Caros Liana e Marcio Aurelio, do alto de minha ignorancia e falta de instruçao, sugiro a vcs.; por que não dão alguma sugestão que possa auxiliar os milhares de camponeses que vivem desta iguaria, e ainda manter uma tradição secular, que é uma tendencia e realidade na frança, estados unidos, etc.ao invés de criticarem a esmo, citando até “comer bosta,”deselegante pra pessoas de fina estampa como me parecem!, certamente são proprietariso de laticinios(tb sou e não penso como vcs)(o sol nasce para todos) ou vcs.so comem queijos do Carrefour, grandes redes, etc.
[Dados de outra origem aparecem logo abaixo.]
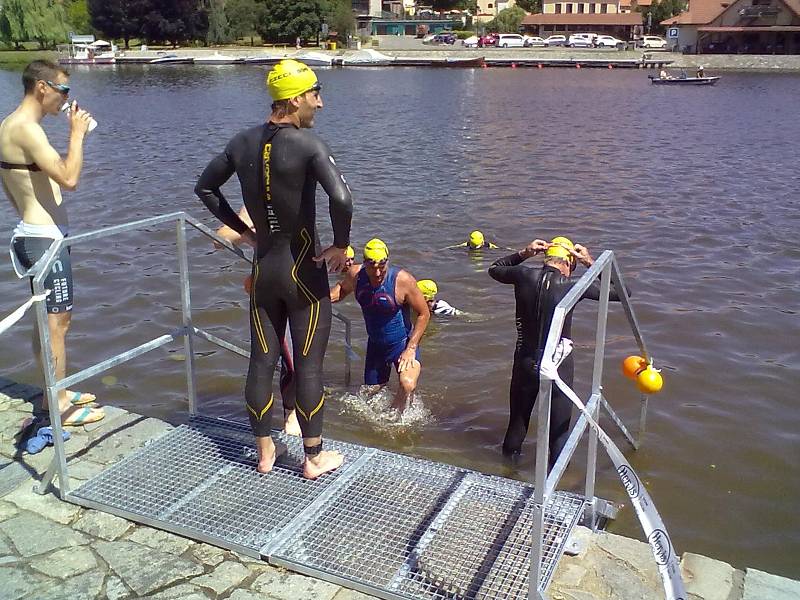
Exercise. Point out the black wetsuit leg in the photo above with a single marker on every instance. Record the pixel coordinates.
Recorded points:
(287, 285)
(523, 395)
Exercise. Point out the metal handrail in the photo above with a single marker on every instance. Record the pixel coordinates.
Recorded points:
(607, 268)
(187, 331)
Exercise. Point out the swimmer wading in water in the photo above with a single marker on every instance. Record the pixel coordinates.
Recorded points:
(278, 165)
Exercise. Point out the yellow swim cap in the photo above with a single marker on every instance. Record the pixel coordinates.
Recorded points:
(428, 288)
(559, 248)
(475, 240)
(290, 78)
(376, 250)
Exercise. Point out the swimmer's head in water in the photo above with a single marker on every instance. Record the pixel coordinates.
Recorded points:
(560, 250)
(289, 79)
(376, 251)
(428, 288)
(476, 240)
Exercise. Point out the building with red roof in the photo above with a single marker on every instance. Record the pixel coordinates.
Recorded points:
(738, 27)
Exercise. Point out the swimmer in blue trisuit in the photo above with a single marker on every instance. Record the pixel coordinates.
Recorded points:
(278, 165)
(438, 308)
(286, 379)
(386, 295)
(537, 293)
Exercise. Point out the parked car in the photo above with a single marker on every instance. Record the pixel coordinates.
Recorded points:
(510, 40)
(651, 41)
(532, 40)
(609, 41)
(444, 38)
(581, 40)
(555, 40)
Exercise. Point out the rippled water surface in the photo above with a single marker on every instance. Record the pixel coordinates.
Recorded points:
(696, 190)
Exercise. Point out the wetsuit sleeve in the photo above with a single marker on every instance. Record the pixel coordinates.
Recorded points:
(341, 200)
(218, 171)
(505, 269)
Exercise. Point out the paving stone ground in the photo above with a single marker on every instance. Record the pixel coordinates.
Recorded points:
(53, 549)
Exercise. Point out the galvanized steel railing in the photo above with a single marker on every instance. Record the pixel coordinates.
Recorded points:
(608, 270)
(187, 331)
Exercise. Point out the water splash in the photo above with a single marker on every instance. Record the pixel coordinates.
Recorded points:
(375, 408)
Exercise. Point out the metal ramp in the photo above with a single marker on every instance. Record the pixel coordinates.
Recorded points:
(386, 524)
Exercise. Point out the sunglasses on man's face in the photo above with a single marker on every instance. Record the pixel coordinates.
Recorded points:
(59, 87)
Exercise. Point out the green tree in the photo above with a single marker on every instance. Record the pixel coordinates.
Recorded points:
(242, 17)
(531, 6)
(507, 20)
(119, 18)
(43, 21)
(340, 19)
(284, 20)
(78, 16)
(218, 27)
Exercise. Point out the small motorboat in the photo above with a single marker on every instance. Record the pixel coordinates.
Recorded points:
(314, 59)
(218, 59)
(171, 59)
(476, 62)
(262, 60)
(683, 80)
(367, 58)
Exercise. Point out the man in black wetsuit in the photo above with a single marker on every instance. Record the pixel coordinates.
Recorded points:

Nestes estabelecimentos tb tem salmonelas viu?

edson
20/11/2015 at 11:38

meu pai, falecido aos 96 anos de idade, morava no triangulo mineiro (araxa-MG), comprou, produziu, vendeu, revendeu queijo durante mais de vinte anos, nunca houve um caso sequer de queijo que tenha provocado uma “dor de barriga”. Os queijos eram transportados em cavalos, as condições eram piores que as de hoje, porém o problema esta na forma como o governo de minas conduz a situação, desde que se abra uma linha de crédito, assistência técnica, muitos pequenos produtores poderiam se adaptar as normas sanitárias, porém não há sequer um programa efetivo e pratico do governo de minas que reverta esta e outras situações que afligem o pequeno produtor rural no estado de Minas.

Anderson Amaral
24/06/2017 at 22:59

Texto maravilhoso! O ilustríssimo Promotor de Justiça que comandou o circo, não deve saber que o queijo é mais velho que a geladeira; Que se o produtor do campo for comprar uma maquina que embala a “vacuo”, ele não faz a feira; que se ele for cumprir as “normas” fiscais e sanitárias, seu queijo perde o artesanal, e o produtor, perde o cliente.
Mas claro que o nobre membro do MP, erudito como é, sabe disso tudo e tem consciência social.